MOFs are crystalline and porous materials formed by the self-assembling of metal ions and organic ligands. Zirconium (Zr)-based MOFs have emerged as promising candidates in biomedical applications owing to their excellent stability and bioavailability. First, NU-901 Zr-MOF was synthesised and a bilayer coating method using phospholipid and biosurfactant was developed to protect the NU-901 from aggregating and degrading in the cellular media. An approved chemotherapeutic drug for mesothelioma, pemetrexed, was then encapsulated into NU-901, followed by the bilayer coating, to achieve a more sustained drug release and improve uptake by A549 lung cancer cells. Live confocal imaging confirmed the colocalisation of bilayer-coated MOFs with 3T patient-derived epithelioid mesothelioma cells and A549 cells with less lysosomal uptake.

Next, two more Zr-MOFs with larger porosities, PCN-128 and PCN-222, were synthesised to co-encapsulate the first-line treatments for mesothelioma, carboplatin and pemetrexed. The surface functionalisation process was then simplified from two steps (bilayer coating) to one step using a phosphate anchored polyethylene glycol (PEG) to improve the stability of MOF in three types of cellular media. The number of cell line was also expanded from one to four, including both epithelioid and biphasic subtypes. Compared to the same concentration of pure carboplatin and pemetrexed, dual PCN-222 DDS showed greater toxicity in three mesothelioma cell lines, while PCN-128 DDS was more toxic in one mesothelioma cell line. Furthermore, PCN-128 DDS required shorter time to kill biphasic mesothelioma cells compared to pure drugs.
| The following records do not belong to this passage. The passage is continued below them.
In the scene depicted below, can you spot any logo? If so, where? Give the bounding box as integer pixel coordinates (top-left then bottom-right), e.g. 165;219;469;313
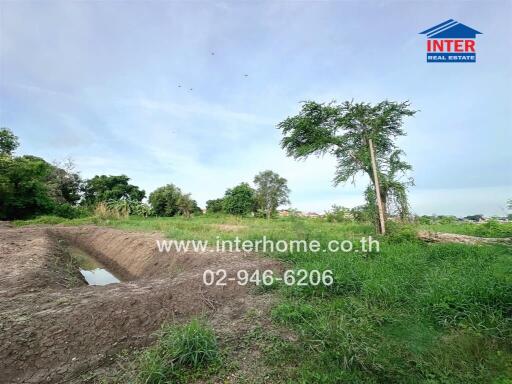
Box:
420;19;482;63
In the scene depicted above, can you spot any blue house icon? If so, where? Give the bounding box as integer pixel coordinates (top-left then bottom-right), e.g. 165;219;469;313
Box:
420;19;482;39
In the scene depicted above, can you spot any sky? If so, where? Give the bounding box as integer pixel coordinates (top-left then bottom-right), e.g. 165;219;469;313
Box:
0;0;512;216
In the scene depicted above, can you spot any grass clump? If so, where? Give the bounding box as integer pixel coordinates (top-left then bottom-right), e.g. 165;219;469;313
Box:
137;319;220;384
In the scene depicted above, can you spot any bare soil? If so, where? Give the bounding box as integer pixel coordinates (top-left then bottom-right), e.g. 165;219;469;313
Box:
0;225;282;383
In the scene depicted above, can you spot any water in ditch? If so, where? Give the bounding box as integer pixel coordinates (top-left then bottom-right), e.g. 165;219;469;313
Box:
68;246;120;285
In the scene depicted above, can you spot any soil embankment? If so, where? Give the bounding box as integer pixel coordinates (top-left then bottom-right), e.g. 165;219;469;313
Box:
0;226;279;383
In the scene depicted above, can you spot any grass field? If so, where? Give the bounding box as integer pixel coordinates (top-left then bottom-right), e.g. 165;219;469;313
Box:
17;216;512;384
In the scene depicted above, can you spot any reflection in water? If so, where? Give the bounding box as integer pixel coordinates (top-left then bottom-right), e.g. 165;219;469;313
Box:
80;268;119;285
68;246;120;285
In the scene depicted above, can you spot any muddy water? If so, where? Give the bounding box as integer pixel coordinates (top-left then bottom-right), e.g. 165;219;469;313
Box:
68;246;120;285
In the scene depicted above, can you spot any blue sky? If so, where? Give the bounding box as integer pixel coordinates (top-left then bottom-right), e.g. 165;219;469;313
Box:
0;1;512;215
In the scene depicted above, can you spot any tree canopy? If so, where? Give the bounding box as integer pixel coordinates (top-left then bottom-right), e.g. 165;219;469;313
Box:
83;175;146;205
254;170;290;218
0;128;19;156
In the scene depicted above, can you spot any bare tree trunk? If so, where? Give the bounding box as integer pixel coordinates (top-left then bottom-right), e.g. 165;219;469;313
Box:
368;139;386;235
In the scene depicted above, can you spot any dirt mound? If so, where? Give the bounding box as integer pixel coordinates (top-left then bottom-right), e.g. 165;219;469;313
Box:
0;226;280;383
418;231;512;245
After exploring the role of Zr-MOF in mesothelioma, we realised that introducing toxic solvents and metal ions in the synthesis of Zr-based MOFs was potentially carcinogenic and harmful to the environment. Inspired by the Zr-MOFs syntheses, the PCN-128 linker was functionalised with aldehyde groups and PCN-222 linker with amine groups to develop a new room temperature synthesis protocol of covalent organic frameworks (COF) without adding any metal ions. The COF showed high surface area and crystallinity, but its large size in both dried and suspension states hindered its application in nanoparticle-based drug delivery. Thus, the potential of COF in dye capture for environmental protection was explored. The COF performed as an excellent absorber for dye solution, showing its high affinity to cationic dyes such as rhodamine B and brilliant blue due to its negative surface charge.
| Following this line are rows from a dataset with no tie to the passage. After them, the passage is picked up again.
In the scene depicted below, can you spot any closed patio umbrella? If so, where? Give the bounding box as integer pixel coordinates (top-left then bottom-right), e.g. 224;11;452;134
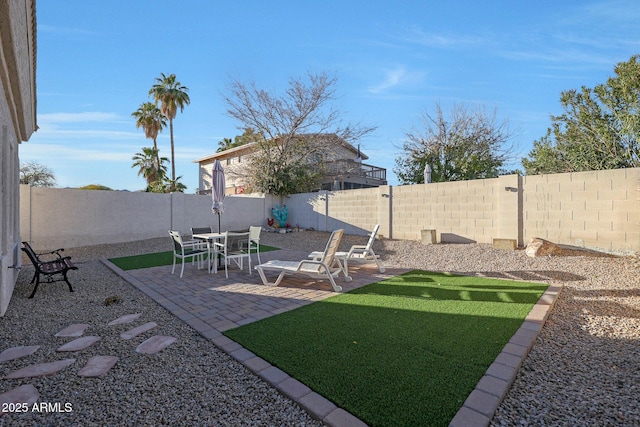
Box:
211;160;226;233
424;163;431;184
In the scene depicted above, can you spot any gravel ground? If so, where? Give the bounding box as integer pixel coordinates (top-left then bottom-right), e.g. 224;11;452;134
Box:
0;231;640;426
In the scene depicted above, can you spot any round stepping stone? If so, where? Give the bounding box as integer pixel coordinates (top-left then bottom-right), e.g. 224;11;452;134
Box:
5;359;76;379
120;322;158;340
136;335;177;354
56;336;100;351
56;323;89;337
107;313;140;326
0;384;40;417
78;356;120;377
0;345;40;362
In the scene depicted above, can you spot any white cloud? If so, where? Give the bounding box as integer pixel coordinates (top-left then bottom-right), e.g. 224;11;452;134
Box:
368;65;424;94
38;111;122;124
400;26;487;48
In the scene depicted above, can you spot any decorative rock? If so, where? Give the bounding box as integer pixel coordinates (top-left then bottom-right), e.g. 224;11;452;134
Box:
0;345;40;362
108;313;140;326
0;384;40;417
136;335;177;354
56;323;89;337
56;336;100;351
5;359;76;379
525;237;562;258
104;295;122;307
120;322;158;340
78;356;120;377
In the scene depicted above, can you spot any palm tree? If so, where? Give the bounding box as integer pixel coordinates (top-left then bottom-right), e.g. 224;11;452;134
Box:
149;73;191;190
131;147;169;191
131;102;167;169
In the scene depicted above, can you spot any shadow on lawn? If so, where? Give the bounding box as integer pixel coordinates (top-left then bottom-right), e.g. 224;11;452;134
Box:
352;271;548;304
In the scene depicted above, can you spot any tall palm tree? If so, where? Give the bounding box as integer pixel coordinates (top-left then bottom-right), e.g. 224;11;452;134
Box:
131;147;169;191
149;73;191;190
131;102;167;169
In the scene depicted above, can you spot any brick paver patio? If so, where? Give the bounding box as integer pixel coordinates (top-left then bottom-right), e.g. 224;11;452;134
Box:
105;250;559;426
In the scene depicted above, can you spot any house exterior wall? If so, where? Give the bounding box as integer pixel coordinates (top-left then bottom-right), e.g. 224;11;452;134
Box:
0;0;36;316
196;138;386;194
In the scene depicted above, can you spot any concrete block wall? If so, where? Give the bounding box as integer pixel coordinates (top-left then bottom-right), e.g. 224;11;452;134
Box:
20;168;640;252
522;168;640;251
20;185;265;251
392;178;501;243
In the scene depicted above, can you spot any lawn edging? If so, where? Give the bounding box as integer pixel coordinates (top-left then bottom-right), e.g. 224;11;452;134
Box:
449;285;562;427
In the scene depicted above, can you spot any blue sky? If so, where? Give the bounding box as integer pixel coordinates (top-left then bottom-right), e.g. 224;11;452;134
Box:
20;0;640;193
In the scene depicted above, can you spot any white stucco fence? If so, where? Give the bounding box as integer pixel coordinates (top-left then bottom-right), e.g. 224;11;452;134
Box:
20;168;640;252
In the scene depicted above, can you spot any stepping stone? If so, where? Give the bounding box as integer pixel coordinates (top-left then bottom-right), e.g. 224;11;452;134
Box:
5;359;76;379
136;335;177;354
0;345;40;362
120;322;158;340
0;384;40;417
56;336;100;351
78;356;120;377
107;313;140;326
56;323;89;337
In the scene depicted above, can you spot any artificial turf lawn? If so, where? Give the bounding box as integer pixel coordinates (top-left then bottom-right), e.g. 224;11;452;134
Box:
225;270;547;426
109;245;278;270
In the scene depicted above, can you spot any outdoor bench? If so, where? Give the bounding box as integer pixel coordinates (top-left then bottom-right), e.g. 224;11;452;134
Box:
22;242;78;298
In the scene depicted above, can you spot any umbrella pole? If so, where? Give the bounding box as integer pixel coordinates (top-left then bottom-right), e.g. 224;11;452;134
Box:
214;212;222;268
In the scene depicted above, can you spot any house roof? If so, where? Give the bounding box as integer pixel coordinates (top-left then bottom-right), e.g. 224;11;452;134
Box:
193;134;369;163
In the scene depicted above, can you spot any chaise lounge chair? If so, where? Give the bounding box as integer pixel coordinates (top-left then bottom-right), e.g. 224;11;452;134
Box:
256;230;351;292
309;224;385;273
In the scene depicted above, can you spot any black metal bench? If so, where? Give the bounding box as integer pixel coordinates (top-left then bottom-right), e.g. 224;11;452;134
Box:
22;242;78;298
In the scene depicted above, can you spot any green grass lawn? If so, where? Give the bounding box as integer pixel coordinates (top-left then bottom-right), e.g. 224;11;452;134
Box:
225;271;547;426
109;245;278;270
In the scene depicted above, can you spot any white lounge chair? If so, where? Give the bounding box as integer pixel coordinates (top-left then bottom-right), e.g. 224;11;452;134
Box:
309;224;385;273
256;230;351;292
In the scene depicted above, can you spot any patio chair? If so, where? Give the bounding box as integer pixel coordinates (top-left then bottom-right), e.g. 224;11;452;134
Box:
191;227;212;264
309;224;385;273
249;226;262;264
169;230;211;278
256;229;351;292
213;231;251;279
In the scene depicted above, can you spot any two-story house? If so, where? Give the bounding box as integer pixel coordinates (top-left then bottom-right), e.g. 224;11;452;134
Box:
194;134;387;194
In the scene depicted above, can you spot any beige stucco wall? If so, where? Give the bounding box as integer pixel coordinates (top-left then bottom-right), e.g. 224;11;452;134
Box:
0;0;36;316
523;168;640;251
20;185;265;250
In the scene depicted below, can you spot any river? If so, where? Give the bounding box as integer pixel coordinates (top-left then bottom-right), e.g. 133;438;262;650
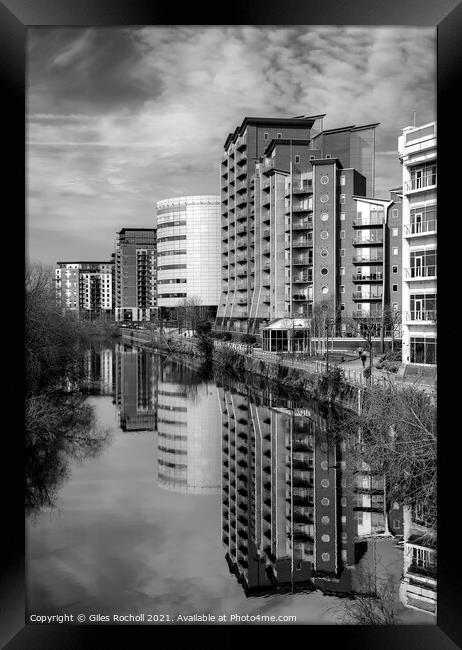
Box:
27;343;435;624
In summary, Zr-based MOFs have shown great promise in mesothelioma therapy due to their functionalisable surface (bilayer and PEG), dual drug loading (carboplatin and pemetrexed), and improved cytotoxicity to mesothelioma cells. This thesis presented the first milestone in using MOF for mesothelioma therapy, which offers new insights into their applications in animal studies and clinical trials.